I am no longer blogging here at Little Nuances, but I would love for you to join me on my author website www.leewarren.info.

Wednesday, September 05, 2007

Road Trip

I'm busy preparing to teach at a writer's conference next month in New Mexico. Usually I fly to the conference, but this year, I decided to rent a car and drive. I may regret the decision, but it's been so long since I've taken a long road trip that I thought it was about time. Well, that, and the prospect of dealing with long delays at airports or being squished into a tiny space in an airplane is losing its appeal. Besides, I do some of my best thinking on road trips. In the past, I've figured out the particulars of relationships, I've made decisions about my career, and I've made personal decisions behind the wheel of a car.

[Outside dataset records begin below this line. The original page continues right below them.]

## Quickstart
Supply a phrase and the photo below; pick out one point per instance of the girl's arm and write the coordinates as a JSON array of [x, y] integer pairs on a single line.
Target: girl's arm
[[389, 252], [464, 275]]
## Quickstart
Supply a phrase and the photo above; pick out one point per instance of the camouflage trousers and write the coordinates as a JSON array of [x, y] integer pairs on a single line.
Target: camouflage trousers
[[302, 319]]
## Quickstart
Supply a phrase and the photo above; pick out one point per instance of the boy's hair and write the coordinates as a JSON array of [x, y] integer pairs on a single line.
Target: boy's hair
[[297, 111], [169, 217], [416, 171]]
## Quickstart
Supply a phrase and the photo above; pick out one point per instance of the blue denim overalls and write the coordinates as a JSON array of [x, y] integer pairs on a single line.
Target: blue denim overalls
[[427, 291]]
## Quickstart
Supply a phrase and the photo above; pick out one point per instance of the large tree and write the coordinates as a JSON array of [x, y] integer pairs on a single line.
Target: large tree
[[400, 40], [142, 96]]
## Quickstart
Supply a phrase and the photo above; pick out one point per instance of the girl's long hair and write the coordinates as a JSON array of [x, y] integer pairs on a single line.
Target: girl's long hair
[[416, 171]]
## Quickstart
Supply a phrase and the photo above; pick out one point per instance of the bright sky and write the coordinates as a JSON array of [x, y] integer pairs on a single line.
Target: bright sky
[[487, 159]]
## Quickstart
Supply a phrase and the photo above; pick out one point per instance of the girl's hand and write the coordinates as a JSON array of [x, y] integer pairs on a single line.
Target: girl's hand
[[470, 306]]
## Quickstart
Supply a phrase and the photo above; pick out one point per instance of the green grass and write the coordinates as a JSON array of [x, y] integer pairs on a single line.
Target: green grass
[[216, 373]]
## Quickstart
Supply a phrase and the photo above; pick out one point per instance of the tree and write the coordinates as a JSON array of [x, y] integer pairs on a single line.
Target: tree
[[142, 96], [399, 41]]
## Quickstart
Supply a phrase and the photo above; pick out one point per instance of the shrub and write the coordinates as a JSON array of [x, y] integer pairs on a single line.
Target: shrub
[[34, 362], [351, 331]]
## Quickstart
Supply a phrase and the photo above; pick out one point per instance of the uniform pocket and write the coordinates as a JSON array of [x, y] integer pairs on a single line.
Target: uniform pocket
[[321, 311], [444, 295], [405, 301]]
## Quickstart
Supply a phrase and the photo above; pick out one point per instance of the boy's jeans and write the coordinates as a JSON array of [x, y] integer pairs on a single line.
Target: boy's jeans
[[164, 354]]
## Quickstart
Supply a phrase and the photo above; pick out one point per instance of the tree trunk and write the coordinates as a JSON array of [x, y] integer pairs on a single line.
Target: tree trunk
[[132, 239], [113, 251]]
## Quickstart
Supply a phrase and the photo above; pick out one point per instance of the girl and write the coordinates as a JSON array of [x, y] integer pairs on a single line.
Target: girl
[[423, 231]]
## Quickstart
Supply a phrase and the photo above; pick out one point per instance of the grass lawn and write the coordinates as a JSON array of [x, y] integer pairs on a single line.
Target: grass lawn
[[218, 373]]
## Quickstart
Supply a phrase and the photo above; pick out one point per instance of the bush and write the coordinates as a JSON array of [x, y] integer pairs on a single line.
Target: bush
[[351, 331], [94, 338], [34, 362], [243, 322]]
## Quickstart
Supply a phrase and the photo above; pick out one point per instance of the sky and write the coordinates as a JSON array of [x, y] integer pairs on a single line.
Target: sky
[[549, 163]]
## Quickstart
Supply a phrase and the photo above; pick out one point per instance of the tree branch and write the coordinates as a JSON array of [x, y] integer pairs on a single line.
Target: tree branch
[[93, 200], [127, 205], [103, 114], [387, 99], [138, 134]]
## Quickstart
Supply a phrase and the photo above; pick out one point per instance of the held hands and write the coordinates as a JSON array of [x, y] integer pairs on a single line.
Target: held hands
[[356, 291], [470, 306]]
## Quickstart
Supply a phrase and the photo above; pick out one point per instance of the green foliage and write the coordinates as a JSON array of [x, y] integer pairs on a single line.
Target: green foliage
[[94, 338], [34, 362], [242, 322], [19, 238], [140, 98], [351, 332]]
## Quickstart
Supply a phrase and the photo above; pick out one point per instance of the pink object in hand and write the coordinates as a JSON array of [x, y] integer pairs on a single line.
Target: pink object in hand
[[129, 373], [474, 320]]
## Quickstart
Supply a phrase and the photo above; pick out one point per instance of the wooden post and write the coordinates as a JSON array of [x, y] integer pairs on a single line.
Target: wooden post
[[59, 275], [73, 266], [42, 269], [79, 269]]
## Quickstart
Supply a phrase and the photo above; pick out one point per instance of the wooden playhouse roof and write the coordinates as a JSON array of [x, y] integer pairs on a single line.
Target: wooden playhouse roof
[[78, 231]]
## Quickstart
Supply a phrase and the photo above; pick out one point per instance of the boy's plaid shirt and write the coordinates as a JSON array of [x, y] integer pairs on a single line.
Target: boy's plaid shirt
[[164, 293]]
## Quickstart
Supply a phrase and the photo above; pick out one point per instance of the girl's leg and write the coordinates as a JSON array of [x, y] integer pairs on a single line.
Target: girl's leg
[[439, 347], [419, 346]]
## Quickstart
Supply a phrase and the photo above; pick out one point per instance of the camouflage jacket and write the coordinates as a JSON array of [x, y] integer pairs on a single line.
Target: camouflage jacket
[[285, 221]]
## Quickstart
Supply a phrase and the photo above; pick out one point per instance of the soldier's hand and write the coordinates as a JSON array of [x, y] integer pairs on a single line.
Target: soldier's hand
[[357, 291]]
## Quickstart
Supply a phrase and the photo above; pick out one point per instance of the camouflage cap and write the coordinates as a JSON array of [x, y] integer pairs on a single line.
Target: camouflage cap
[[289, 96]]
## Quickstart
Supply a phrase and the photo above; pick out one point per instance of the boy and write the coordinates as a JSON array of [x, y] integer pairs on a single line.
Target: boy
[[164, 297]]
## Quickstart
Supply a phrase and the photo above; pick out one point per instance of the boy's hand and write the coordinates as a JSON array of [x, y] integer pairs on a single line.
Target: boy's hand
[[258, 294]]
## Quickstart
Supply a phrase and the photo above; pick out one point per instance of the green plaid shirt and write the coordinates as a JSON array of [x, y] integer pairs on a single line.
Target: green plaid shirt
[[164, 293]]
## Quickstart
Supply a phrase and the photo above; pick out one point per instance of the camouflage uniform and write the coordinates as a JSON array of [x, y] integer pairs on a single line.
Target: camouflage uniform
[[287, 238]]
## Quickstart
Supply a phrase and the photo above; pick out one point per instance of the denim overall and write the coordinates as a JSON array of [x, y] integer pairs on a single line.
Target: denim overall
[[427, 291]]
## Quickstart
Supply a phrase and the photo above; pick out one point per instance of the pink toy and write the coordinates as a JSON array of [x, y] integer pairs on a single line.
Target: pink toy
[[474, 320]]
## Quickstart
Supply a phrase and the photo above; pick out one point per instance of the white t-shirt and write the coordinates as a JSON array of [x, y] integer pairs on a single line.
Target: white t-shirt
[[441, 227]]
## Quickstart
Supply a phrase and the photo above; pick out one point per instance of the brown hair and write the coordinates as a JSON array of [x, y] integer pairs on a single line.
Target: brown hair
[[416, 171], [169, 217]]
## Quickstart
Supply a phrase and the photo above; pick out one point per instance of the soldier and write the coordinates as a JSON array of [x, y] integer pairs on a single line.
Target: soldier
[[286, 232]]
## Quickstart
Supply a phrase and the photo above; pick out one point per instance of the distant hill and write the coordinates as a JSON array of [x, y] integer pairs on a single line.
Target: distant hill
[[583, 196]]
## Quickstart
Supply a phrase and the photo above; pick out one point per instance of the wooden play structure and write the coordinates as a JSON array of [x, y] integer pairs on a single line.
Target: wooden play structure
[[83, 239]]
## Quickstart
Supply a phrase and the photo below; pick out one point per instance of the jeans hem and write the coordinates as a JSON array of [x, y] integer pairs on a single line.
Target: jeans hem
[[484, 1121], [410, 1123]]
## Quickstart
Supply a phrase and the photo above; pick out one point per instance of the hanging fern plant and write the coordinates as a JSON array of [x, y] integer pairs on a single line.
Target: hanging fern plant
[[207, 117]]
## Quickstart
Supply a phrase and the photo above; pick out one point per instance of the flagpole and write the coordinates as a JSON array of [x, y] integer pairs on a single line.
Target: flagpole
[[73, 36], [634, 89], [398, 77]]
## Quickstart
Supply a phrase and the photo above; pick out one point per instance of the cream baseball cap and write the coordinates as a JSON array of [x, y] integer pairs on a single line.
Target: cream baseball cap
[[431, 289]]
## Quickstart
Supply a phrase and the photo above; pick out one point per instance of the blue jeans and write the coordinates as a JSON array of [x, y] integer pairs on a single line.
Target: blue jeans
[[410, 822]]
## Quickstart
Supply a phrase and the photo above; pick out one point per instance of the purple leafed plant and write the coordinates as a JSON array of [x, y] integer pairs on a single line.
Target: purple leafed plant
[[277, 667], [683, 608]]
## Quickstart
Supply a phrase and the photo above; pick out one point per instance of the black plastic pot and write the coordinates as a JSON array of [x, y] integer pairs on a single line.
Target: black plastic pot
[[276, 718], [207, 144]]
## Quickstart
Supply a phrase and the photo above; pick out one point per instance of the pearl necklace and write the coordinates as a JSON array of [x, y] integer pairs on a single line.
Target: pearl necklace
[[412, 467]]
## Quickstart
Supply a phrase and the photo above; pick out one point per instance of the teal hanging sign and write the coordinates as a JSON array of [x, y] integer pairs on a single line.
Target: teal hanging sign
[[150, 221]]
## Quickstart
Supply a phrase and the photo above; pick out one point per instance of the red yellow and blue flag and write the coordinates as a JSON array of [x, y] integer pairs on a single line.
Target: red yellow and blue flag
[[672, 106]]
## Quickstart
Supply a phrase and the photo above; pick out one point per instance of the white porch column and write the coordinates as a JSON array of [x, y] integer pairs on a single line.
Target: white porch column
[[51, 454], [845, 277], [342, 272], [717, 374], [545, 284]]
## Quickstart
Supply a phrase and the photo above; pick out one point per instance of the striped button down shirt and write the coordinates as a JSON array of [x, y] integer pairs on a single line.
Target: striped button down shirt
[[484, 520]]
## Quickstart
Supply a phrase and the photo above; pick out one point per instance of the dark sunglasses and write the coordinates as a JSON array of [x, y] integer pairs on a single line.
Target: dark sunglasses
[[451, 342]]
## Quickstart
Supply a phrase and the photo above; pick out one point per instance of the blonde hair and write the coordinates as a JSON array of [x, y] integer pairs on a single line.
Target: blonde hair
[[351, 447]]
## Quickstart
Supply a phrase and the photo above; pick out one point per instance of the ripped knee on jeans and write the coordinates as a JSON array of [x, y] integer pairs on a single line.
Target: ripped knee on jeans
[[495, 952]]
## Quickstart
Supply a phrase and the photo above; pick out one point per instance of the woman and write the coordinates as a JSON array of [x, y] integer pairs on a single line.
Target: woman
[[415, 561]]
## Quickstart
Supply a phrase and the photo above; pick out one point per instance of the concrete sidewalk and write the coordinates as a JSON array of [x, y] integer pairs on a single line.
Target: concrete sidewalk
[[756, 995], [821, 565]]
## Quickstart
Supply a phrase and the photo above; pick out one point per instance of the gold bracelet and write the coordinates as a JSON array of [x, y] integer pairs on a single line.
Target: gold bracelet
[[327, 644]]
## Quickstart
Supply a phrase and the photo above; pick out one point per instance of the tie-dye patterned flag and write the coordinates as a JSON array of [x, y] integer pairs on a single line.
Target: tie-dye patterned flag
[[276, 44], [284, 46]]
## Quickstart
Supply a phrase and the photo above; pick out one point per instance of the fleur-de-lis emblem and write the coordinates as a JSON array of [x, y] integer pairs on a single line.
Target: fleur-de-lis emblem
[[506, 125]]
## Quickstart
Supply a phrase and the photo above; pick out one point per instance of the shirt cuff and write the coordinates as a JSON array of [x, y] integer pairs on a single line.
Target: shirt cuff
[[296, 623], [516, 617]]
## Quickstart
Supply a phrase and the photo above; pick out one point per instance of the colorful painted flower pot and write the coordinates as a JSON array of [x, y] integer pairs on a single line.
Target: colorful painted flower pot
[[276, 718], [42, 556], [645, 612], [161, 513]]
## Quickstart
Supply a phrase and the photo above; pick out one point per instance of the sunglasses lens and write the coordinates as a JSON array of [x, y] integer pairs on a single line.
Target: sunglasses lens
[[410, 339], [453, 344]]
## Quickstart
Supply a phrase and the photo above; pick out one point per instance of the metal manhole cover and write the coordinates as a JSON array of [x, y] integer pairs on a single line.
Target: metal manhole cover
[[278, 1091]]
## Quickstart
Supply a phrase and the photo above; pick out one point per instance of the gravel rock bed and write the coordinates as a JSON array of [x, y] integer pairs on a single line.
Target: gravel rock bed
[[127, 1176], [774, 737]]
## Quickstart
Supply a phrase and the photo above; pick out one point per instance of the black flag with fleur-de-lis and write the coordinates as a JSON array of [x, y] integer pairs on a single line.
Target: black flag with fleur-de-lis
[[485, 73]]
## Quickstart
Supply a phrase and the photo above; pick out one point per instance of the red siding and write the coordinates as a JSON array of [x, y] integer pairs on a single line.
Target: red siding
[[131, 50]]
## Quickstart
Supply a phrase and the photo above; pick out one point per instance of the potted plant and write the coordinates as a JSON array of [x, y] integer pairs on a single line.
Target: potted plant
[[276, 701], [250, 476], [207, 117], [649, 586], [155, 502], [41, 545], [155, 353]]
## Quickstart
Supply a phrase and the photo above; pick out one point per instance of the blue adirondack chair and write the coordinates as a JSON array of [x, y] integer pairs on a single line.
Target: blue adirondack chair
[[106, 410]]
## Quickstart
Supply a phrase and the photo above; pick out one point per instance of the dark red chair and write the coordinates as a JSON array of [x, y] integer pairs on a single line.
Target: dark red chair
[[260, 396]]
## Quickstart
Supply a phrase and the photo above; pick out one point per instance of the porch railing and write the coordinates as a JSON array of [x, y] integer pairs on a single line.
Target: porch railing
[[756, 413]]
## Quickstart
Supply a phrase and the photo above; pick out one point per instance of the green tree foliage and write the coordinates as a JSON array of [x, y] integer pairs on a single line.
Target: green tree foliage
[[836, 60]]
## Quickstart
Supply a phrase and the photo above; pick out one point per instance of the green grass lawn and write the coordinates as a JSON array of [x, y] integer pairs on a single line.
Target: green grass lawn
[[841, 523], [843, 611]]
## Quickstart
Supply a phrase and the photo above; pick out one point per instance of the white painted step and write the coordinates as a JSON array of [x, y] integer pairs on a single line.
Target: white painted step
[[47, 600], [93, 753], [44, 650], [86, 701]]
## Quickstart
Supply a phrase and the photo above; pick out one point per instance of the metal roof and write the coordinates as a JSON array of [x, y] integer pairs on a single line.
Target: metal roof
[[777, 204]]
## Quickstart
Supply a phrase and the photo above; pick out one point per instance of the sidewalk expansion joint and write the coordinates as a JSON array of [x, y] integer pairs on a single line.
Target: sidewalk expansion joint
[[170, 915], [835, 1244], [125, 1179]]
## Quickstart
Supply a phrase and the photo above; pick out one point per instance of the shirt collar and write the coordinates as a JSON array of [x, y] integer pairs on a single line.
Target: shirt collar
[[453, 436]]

The slow methodical hum of tires gently chewing up an Interstate is like medicine for my mind, and sometimes even my soul. Something about being in motion physically puts my mind in motion and things I haven't been able to work through jar loose and work their way around in my head. I play around with the different scenarios. Some would probably say that I'm overly-analytical and they might be right. I'm not as bad as I used to be, but there does come a time when decisions need to be made.

A year ago at this time, I had the feeling that something big was about to happen in my life. I wasn't sure what it was, or even the nature of it, but I was sure it was going to happen. I don't typically put a lot of clout into subjective feelings, but I did pay more attention to this round of them than I have in the past. To my knowledge, the change never occurred. Maybe I missed an opportunity. Maybe it still exists. And maybe all of this is total nonsense. I don't know.

But that's why I said it was the perfect time for a long drive. Unfortunately I don't leave for another six weeks. But I'm already looking forward to it.